Heritage Operations Processing System, Heritage Ops, short named HOPS, is a web-based tool for the day-to-day running and management of preserved and heritage railways. The system was developed, from a concept drawn up by Danny Scroggins and Luke Cartey.

== Founding and development ==
The HOPS Project began early in August 2009 in the rostering office of the signalling department at the Gloucestershire Warwickshire Railway – who embraced the use of the technology. Beta testing began in January 2010 with a small group of volunteers, the group being enlarged later that year. After this period, the system was made available to other UK heritage railways in January 2011.

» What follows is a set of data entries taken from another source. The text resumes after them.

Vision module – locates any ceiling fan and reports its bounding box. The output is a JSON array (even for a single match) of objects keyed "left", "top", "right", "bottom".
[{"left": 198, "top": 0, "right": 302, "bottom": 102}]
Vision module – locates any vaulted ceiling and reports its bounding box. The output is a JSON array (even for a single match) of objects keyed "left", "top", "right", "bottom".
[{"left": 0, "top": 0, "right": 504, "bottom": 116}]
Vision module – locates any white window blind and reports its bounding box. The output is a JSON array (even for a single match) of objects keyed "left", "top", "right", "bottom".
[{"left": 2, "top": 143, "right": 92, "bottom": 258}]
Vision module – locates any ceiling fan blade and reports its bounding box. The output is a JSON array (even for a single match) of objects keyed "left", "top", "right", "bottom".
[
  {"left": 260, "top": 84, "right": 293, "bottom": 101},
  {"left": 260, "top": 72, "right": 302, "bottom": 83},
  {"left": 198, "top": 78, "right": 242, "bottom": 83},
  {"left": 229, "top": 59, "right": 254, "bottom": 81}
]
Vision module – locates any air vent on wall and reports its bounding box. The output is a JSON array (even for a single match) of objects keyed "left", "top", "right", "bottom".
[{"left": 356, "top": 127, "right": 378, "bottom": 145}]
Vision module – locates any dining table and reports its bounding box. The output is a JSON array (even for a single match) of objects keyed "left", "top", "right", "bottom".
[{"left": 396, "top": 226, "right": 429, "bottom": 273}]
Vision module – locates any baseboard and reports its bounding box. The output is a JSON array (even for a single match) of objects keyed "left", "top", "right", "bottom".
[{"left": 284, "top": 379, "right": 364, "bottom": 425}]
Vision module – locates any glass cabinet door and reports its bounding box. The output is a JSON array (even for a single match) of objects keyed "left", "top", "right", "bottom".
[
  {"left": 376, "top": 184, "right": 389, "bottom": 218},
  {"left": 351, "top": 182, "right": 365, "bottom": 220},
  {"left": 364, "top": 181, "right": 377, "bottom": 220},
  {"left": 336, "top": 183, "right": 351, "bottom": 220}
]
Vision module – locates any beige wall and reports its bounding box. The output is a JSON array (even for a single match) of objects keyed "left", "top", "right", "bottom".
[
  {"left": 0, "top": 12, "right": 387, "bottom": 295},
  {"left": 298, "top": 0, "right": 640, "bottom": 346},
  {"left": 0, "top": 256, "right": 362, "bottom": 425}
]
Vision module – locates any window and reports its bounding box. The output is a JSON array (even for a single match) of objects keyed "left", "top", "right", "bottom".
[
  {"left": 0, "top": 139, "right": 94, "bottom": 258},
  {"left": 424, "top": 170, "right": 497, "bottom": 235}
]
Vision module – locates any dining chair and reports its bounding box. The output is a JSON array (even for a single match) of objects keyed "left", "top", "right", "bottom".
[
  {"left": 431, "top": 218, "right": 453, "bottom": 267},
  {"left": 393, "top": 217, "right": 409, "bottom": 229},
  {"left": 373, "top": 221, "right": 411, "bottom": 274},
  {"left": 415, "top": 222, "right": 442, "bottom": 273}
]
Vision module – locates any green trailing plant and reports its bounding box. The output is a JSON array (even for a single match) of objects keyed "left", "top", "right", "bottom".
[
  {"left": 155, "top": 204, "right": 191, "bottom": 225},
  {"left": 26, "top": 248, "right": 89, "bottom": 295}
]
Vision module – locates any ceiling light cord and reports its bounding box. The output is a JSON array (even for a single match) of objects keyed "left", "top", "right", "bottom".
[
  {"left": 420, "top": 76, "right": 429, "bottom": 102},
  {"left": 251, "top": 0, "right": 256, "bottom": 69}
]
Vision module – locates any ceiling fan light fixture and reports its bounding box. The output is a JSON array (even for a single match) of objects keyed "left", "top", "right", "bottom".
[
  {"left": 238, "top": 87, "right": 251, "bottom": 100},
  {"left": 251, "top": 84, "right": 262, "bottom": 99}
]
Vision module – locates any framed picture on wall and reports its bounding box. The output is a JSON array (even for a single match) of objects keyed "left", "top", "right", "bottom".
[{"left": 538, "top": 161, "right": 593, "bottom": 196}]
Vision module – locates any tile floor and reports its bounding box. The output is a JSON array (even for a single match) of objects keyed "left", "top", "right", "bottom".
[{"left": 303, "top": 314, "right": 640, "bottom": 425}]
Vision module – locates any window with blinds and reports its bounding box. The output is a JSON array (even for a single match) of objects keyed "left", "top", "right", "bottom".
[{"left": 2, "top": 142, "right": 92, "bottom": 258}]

The purpose of the system is to provide administration tools associated with operating functions on heritage railways, such as staff rostering, timetabling, competence management and document control, etc. The system is used to assist railways in meeting the requirements of government legislation such as the Railways and Other Guided Transport Systems (Safety) Regulations 2006 (ROGS), which were introduced in Great Britain to put the 2004 European Railway Safety Directive into practice. The system assists with competency management (as a requirement of the Safety Management System).

The ethos of the development of the system has been that in the majority of cases, producing large-scale data-handling and storage facilities, with the appropriate level of security, access, backups, etc., would not be economical for an individual railway. A single program, in use by many railway companies, however, would make the investment economical.

The system has grown significantly in the five years it has been in development, mainly in response to feedback from users and demands of the industry.